The theoretical area possible per CU is really an odd number, I'd rather look at just the whole chip, and more CUs is NOT the answer, it would do nothing at all for performance (in graphics).
And there it's obvious Tahiti is just bad compared to its siblings, Cape Verde -> Pitcairn gets you ~80% more performance for roughly ~80% larger chip (slightly better scaling in fact). Pitcairn -> Tahiti gets you for another 70% area only ~40% more performance. And as was mentioned power efficiency decreases alongside the perf/area decrease. A "triple-CapeVerde" would be only about ~300mm² and be just as fast (and that's even taking into account that scaling might be slightly worse than CV->Pitcairn).
 
One thing is for sure- given NVIDIA's obvious ability to design better architectures, and if AMD doesn't fix the failures with Tahiti, then Maxwell's version of Titan will be even more painful for AMD- either the performance gap between the top solutions will be bigger, or NV will achieve same performance gaps with smaller chips and will earn tons of more money
 
One thing is for sure- given NVIDIA's obvious ability to design better architectures
Really?

I see different, I don't see better. There are legitimate arguments to indicate that the tradeoffs made for Keplar are a blind alley and they will need to bias back for future gen.
 
One thing is for sure- given NVIDIA's obvious ability to design better architectures, ...
I'm wrecking my brain trying to see the 'obvious' in your statement.

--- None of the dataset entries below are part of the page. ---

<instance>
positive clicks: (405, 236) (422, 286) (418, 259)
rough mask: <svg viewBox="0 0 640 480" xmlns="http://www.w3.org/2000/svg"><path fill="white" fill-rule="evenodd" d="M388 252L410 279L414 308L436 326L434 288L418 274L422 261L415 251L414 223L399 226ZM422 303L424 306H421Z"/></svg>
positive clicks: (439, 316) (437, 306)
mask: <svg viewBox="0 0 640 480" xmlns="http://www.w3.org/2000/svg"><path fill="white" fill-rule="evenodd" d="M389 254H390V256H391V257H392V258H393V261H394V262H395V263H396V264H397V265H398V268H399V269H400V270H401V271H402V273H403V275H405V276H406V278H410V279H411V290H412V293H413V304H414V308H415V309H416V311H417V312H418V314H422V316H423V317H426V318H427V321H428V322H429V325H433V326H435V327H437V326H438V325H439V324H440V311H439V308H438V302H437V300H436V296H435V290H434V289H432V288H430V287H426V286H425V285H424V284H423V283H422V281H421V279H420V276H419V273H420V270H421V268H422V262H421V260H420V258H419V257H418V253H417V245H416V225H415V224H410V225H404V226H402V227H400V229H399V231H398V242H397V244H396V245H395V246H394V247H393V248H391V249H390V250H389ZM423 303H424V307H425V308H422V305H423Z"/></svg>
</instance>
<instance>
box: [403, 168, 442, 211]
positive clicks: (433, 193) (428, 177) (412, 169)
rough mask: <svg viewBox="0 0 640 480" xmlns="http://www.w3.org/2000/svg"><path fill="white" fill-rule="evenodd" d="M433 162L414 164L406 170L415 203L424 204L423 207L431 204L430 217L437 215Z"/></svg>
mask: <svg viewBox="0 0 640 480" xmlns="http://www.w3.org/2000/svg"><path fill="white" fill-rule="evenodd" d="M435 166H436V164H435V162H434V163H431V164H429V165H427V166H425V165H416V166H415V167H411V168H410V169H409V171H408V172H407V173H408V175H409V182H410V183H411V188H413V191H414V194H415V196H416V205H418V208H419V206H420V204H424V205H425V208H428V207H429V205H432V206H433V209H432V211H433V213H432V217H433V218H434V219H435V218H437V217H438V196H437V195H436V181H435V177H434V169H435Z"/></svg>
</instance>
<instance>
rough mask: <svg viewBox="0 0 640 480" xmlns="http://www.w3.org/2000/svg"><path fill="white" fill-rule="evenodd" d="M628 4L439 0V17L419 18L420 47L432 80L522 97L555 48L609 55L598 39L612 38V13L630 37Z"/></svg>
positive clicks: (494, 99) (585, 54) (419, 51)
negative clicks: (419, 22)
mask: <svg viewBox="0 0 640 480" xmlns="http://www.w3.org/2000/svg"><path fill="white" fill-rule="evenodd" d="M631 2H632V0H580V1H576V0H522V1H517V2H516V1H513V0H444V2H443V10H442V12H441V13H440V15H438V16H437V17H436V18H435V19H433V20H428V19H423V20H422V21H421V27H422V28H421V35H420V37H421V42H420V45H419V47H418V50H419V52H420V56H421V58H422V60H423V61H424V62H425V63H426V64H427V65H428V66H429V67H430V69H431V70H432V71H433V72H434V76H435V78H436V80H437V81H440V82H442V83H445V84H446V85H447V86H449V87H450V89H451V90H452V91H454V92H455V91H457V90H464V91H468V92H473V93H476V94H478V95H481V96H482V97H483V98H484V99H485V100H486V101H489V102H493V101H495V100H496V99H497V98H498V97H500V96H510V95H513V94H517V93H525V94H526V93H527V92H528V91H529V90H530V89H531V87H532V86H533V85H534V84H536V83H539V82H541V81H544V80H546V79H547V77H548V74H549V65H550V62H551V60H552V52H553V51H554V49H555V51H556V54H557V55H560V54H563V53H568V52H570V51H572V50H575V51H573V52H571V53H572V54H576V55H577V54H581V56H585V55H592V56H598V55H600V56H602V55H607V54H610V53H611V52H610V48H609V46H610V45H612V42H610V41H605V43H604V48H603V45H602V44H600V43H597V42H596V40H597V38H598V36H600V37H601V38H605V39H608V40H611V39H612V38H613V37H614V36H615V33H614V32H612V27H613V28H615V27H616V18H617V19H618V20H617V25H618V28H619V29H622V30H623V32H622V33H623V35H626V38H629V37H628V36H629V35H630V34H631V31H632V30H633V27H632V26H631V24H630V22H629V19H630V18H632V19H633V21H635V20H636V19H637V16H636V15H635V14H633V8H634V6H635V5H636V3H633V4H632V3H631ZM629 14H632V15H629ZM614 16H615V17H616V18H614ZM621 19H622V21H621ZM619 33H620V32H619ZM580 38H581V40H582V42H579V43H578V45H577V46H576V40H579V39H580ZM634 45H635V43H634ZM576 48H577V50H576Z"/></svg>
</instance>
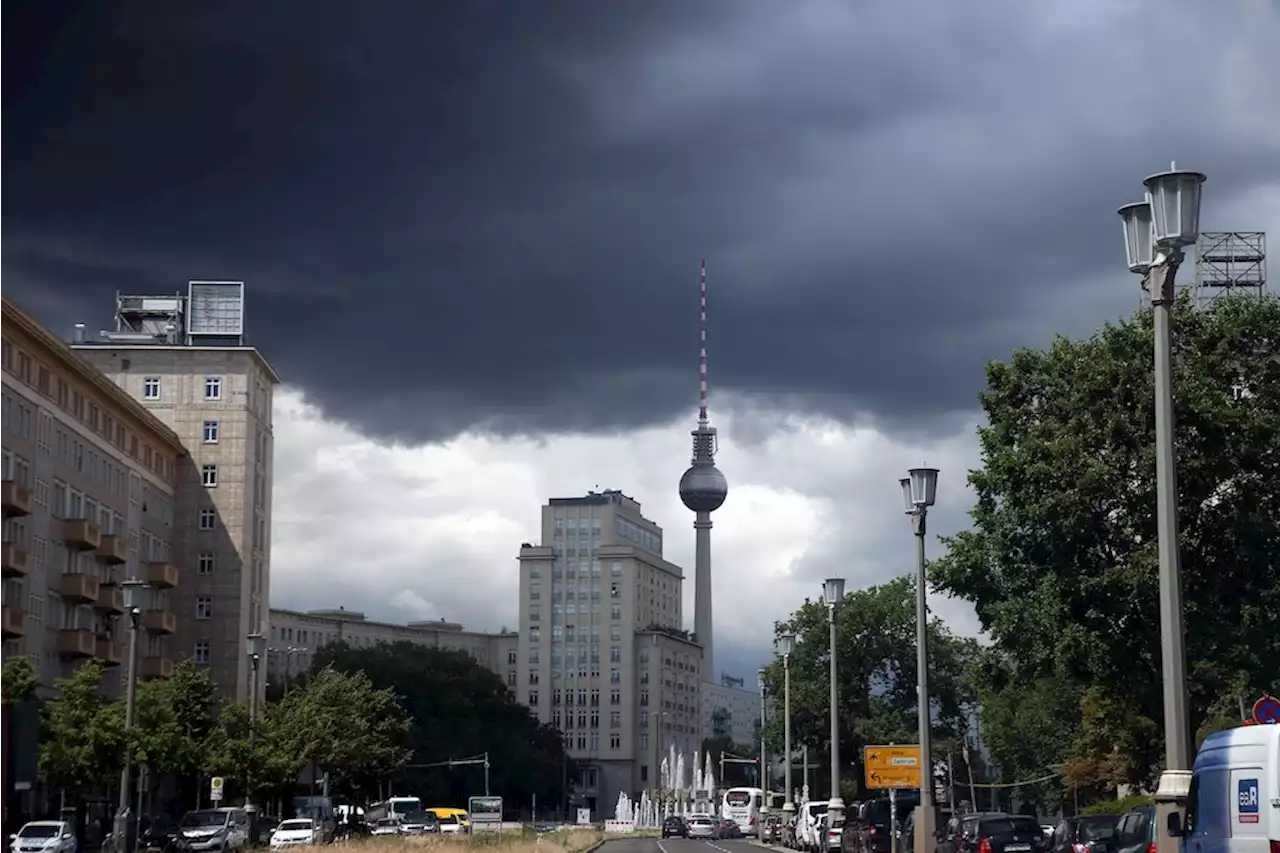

The GCN and Kepler architectures have their strengths and weaknesses, but, compensating for DP capability, they're pretty similar in performance.
7970 has some minor issues in the power consumption department, but optimal power is often the first thing to fly out of the window when schedule is at risk. (Especially when the part isn't scheduled to have a parallel life in a laptop?) If there's another 28nm iteration, I expect this to be one of the things that will be fixed.
 
One thing is for sure- given NVIDIA's obvious ability to design better architectures, and if AMD doesn't fix the failures with Tahiti, then Maxwell's version of Titan will be even more painful for AMD- either the performance gap between the top solutions will be bigger, or NV will achieve same performance gaps with smaller chips and will earn tons of more money

How is making notably bigger "gaming only" chip "obvious ability of designing better architectures"?